My friend Claire is graduating from pharmacy school on May 11th. I received one of the casual invitations that she sent out to all of her friends and loved ones, but I'm sure I was placed on the mental lives-too-far-away-and-won't-come list. Usually I'd agree with this assessment because I have Johnny to take care of and I don't know that a 10 hour drive with him is worth it for one day of visiting (with a million other people present, making it hard to get real "quality time" with my friends) and another day driving home. He is after all only just 4. I can only imagine how insane 2 whole days in the car would be with the little dude. However, I still wanted to go. I wanted to surprise her!

I checked plane tickets nearby, finding that one out of Harrisburg would be by far the cheapest. An hour and a half drive to cut a ticket price into 1/3 sure makes sense to me. Still I was faced with the fact that buying 2 tickets for me and Johnny would cost a little more than I wanted to spend, and I would still be stuck in a "new" city with myself as the only stability the child would have. Once in a while you can change his schedule, location, or general person-to-Johnny interaction, but never all at the same time and never too close together. Flying solo with him (well, the flight it's self isn't the worry-- the subsequent time in Charlotte without additional hands to help is really the issue) just doesn't sound smart at the moment with the way he has been reacting to anything that sets him off lately.

Enter the supportive family that surrounds us. I was lucky enough that Steve has off two of the four days I want to be gone (Friday through Monday -- although I won't leave until late night on Friday!) and his mom and sister as well as my grandmother are willing to trade off time with Johnny during Steve's work shifts the other two days.

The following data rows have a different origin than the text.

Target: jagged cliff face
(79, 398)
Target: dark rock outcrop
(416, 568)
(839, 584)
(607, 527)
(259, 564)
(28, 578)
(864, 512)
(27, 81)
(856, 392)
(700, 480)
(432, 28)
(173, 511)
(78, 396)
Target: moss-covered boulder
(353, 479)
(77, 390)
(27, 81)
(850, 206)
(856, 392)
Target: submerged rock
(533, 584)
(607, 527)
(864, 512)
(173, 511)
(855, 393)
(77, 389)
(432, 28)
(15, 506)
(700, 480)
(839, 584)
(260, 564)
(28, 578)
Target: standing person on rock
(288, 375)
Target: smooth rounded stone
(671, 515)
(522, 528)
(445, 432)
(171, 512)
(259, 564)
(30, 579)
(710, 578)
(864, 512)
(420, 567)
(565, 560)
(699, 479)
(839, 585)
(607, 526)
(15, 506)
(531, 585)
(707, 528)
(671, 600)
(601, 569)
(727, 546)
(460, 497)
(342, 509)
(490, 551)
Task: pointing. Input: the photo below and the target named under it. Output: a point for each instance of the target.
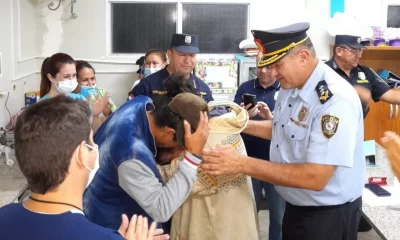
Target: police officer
(182, 58)
(266, 89)
(347, 52)
(317, 158)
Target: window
(393, 18)
(136, 27)
(220, 27)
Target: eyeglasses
(353, 50)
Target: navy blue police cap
(276, 43)
(185, 43)
(351, 41)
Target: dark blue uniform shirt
(154, 84)
(257, 147)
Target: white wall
(34, 32)
(18, 68)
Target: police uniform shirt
(257, 147)
(323, 124)
(362, 76)
(154, 85)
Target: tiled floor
(264, 223)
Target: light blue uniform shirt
(307, 129)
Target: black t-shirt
(362, 76)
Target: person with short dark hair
(317, 154)
(58, 76)
(154, 61)
(266, 90)
(347, 53)
(87, 87)
(182, 58)
(56, 153)
(128, 180)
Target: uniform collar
(309, 88)
(257, 84)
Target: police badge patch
(302, 114)
(324, 94)
(329, 125)
(361, 75)
(188, 39)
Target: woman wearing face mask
(155, 60)
(58, 76)
(57, 172)
(86, 77)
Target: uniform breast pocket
(297, 138)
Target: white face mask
(66, 86)
(92, 172)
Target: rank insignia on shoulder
(329, 125)
(323, 91)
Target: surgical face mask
(92, 172)
(87, 91)
(66, 86)
(149, 71)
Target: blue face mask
(149, 71)
(87, 91)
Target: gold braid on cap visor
(278, 54)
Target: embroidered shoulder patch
(323, 91)
(329, 125)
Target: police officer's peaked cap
(276, 43)
(185, 43)
(351, 41)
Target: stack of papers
(374, 201)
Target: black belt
(318, 208)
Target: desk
(12, 183)
(385, 219)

It wasn't until a few days after I booked the plane ticket that I realized that the Sunday I will be gone is Mother's Day. It will be the first time I am not with my son for the day when the world recognizes the dedication that mothers have to their children. I'm not quite sure how I feel about it. I mean, it isn't like it is really a day any different from the rest. And of all things, I'm kind of getting the ultimate gift that a mom can get -- a break. My friend Becca said to me, "Get some rest, relax, and have a few momgaritas!"

And I'll try.

Something makes me think that I'll be dying for some Johnny time before the weekend is up. I finally get the mom vacation I've been dying for, and it turns out that I'll miss out on one of the days specifically set aside for me to spend with my son.